Make sense of observability with our MELT infographic.
Traditional monitoring and/or siloed visibility does not work in a world driven by hybrid or cloud-native deployments, as application components have become smaller, more distributed, shorter-> lived, and increasingly ephemeral. – Cisco at AWS Reinvent 2022
Golden signals are part of the FSO equation
Many organizations are recognizing the limitations of traditional monitoring approaches and shifting towards full-stack observability (FSO). Traditional monitoring typically focuses on metrics, dashboards, views, and sampling, providing insights primarily on availability and performance within individual operation domains. However, FSO takes a broader perspective by emphasizing an understanding of the user experience across cross-functional domains.

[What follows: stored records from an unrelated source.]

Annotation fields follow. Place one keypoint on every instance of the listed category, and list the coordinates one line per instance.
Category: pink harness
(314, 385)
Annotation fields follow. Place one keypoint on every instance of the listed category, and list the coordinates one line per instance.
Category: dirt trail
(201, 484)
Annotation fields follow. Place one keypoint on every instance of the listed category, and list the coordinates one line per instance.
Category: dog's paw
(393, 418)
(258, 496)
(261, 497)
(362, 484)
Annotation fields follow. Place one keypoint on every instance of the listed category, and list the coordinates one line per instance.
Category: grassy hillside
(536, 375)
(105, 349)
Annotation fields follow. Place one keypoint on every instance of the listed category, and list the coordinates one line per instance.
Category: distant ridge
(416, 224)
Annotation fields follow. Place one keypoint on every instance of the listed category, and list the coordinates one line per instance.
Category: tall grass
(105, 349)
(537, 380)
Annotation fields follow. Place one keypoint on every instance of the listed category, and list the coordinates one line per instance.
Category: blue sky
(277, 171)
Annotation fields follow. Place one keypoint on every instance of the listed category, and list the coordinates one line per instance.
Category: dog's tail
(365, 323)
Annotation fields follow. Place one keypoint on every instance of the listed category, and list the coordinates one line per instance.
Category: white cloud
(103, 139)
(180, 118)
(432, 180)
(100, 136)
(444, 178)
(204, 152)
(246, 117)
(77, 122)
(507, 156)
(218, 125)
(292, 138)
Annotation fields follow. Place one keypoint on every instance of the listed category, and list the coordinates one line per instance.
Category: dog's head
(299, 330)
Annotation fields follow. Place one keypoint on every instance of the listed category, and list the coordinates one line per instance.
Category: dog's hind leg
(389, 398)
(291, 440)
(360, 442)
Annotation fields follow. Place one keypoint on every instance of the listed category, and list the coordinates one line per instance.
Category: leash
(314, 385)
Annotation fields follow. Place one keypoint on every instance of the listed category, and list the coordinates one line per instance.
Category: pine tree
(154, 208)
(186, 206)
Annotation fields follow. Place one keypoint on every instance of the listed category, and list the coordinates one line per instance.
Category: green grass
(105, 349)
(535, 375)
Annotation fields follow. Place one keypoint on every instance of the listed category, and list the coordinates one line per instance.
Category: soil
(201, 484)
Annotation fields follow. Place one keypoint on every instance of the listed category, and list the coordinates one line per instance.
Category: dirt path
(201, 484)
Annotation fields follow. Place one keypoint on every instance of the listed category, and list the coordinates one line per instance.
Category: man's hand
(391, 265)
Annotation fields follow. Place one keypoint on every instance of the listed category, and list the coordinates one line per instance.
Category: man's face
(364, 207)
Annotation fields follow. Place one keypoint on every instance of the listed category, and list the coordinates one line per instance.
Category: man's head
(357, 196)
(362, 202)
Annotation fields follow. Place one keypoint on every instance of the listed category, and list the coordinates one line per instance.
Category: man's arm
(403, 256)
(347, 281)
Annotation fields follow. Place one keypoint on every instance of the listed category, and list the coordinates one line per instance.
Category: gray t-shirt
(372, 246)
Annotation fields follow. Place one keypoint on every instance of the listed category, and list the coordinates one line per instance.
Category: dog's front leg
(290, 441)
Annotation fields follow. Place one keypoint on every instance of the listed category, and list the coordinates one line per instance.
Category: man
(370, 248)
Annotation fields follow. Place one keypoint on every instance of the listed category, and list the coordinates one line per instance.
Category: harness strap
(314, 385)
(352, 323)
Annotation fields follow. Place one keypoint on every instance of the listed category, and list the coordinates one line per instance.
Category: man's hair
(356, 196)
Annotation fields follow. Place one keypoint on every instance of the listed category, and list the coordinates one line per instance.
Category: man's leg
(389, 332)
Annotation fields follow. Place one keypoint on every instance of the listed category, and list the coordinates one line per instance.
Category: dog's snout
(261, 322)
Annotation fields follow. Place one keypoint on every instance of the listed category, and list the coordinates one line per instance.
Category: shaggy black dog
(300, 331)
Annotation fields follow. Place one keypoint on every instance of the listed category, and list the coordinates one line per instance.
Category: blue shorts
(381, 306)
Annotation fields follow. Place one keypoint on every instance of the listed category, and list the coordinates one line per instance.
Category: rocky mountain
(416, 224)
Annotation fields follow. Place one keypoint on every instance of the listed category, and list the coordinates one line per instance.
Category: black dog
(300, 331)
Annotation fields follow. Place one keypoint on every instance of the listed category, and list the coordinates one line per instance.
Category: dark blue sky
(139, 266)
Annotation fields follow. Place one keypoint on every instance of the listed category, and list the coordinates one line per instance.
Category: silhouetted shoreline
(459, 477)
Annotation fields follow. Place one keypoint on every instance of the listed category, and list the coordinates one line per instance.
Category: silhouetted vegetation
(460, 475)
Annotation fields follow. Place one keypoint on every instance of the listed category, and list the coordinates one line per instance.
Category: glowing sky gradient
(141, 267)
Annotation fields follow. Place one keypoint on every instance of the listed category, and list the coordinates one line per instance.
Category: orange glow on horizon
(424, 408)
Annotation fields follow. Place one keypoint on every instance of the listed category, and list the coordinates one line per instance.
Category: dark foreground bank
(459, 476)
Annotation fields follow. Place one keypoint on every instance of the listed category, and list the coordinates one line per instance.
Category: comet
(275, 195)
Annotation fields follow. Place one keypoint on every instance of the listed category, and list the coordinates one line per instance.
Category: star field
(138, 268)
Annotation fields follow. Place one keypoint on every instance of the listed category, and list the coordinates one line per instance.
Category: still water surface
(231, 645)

To achieve FSO, organizations must leverage the concept of golden signals and incorporate site reliability engineering (SRE) principles. The golden signals — latency, traffic, errors, and saturation — help capture critical aspects of system behavior. SRE principles emphasize reliability, scalability, and operability, promoting observability as a core pillar of system design and operation.
The increasing digitization of people and processes has raised expectations for better user experiences. Consequently, organizations require improved observability platforms that go beyond traditional approaches. These enhanced platforms facilitate the use of distributed tracing, allowing the visualization of requests as they traverse through complex systems. High-cardinality time-series data, such as user-specific or context-rich information, can be efficiently handled to provide granular insights.
Furthermore, incorporating business context into the observability platform enables a deeper understanding of how system behavior impacts business outcomes. By streaming telemetry data in real time, organizations gain immediate insights into the performance and health of their systems. Additionally, leveraging artificial intelligence (AI) and machine learning (ML) algorithms can uncover patterns and anomalies that may go unnoticed by human eyes, leading to more proactive and predictive insights.
By embracing these advancements, organizations can effectively monitor the four golden signals and optimize their systems to deliver a superior experience in the digital age.